В смехе Джорджа Вендэля слегка прозвучала нотка досады, когда он продолжал:

— Ну, вот! А я был чрезвычайно привязан к своим родителям, и в то время, когда мы впервые путешествовали вместе с вами, мистер Обенрейцер, я был в первом порыве радости, вступив во владение тем, что мне оставили мои отец и мать. Поэтому я надеюсь, что в конце концов во всем этом могло быть больше юношеской откровенности и сердечной простоты, чем хвастовства.

— Все это было лишь откровенностью и сердечной простотой! Ни малейшего хвастовства! — воскликнул Обенрейцер. — Вы слишком строго осуждаете себя. Вы судите себя, даю вам слово как если бы вы были вашим правительством! Но кроме того, всему дал толчок я. Я помню, как вечером в лодке, плывшей по озеру, среди отражений гор и долин, скал и сосновых лесов, которые были моими самыми ранними воспоминаниями, я начал рассказывать о картине своего несчастного детства. О нашей бедной лачуге у водопада, который моя мать показывала путешественникам; о коровьем сарае, в котором я ночевал вместе с коровой; о своем идиоте единоутробном брате, который всегда сидел у дверей или ковылял вниз к дороге за подаянием; о своей единоутробной сестре, сидевшей всегда за прялкой, положив свой громадный зоб на большой камень; о том, как я был маленьким, умиравшим с голода оборванцем двух или трех лет, когда они были уже мужчиной и женщиной и угощали меня колотушками, так как я был единственным ребенком от второго брака моего отца, если это был вообще брак. Что же тут мудреного, если вы стали сравнивать свои воспоминания с моими и сказали: «Мы почти одинакового возраста; в это самое время я сидел на коленях у матери, в карете своего отца, катаясь по богатым английским улицам; меня окружала всякая роскошь и всякая нечистая бедность была далеко от меня. Таковы мои самые ранние воспоминания по сравнению с вашими!»

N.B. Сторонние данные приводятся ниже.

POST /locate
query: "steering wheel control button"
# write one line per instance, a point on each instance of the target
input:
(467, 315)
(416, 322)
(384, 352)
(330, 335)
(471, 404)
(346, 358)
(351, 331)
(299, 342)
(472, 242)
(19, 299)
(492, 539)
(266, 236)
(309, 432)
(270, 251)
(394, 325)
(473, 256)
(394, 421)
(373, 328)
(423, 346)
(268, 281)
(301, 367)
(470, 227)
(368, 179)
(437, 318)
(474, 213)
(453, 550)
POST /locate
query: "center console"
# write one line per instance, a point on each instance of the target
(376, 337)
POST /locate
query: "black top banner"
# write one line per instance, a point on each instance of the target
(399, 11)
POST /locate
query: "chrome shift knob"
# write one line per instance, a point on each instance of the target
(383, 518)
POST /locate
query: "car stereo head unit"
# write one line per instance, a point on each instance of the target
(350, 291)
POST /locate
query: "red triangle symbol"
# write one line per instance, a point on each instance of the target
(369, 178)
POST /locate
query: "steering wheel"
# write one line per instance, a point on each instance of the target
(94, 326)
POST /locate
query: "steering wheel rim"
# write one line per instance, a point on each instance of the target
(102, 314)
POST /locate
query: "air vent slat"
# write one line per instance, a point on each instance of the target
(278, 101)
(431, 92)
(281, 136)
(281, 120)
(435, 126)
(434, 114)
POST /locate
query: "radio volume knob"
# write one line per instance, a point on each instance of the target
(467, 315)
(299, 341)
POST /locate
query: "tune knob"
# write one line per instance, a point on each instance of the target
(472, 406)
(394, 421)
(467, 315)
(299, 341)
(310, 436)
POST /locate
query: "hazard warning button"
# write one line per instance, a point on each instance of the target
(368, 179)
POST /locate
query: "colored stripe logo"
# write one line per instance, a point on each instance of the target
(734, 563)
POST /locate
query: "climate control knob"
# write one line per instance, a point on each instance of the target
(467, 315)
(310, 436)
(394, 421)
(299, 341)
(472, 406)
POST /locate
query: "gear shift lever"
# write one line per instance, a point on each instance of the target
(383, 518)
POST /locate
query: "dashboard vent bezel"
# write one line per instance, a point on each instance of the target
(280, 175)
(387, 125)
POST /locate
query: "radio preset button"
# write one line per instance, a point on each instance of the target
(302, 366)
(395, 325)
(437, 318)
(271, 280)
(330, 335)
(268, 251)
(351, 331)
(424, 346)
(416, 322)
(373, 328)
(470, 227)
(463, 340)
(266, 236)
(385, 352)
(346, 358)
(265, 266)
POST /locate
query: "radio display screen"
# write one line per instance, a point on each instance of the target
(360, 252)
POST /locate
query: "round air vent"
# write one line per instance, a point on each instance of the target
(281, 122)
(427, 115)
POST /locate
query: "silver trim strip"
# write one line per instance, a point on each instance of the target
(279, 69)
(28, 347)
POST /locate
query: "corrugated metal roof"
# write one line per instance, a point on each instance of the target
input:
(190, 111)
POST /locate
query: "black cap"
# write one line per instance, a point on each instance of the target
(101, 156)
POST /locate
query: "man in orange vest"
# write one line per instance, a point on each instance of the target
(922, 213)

М-р Обенрейцер был смуглым молодым черноволосым человеком, на загорелом лице которого никогда не показывался румянец. Когда краска показалась бы на щеках другого, на его щеках появлялось едва различимое биение, как если бы там был скрыт механизм, служащий для поднятия горячей крови, но механизм совсем сухой. Он был сильного и вполне пропорционального сложения и имел красивые черты лица. Многие заметили бы, что некоторое изменение в его наружности заставило бы их чувствовать себя с ним менее стесненно, но они не смогли бы определить точнее, какое понадобилось бы для этого произвести изменение. Если бы его губы могли сделаться более толстыми, а его шея более тонкой, то они нашли бы, что этот недостаток исправлен.

Но величайшей особенностью Обенрейцера было то, что какая-то пелена, которой трудно подыскать название, застилала его глаза — по-видимому, повинуясь его собственной воле, и непроницаемо скрывала не только в них, зеркале души, но и вообще во всем его лице всякое иное выражение, кроме внимания. Из этого ни в коем случае не следует, что его внимание было всецело приковано к тому лицу, с кем он говорил или даже всецело поглощено окружающими его звуками или предметами. Скорее это было многозначительное наблюдение за всеми своими мыслями и за теми, какие он знал в головах других.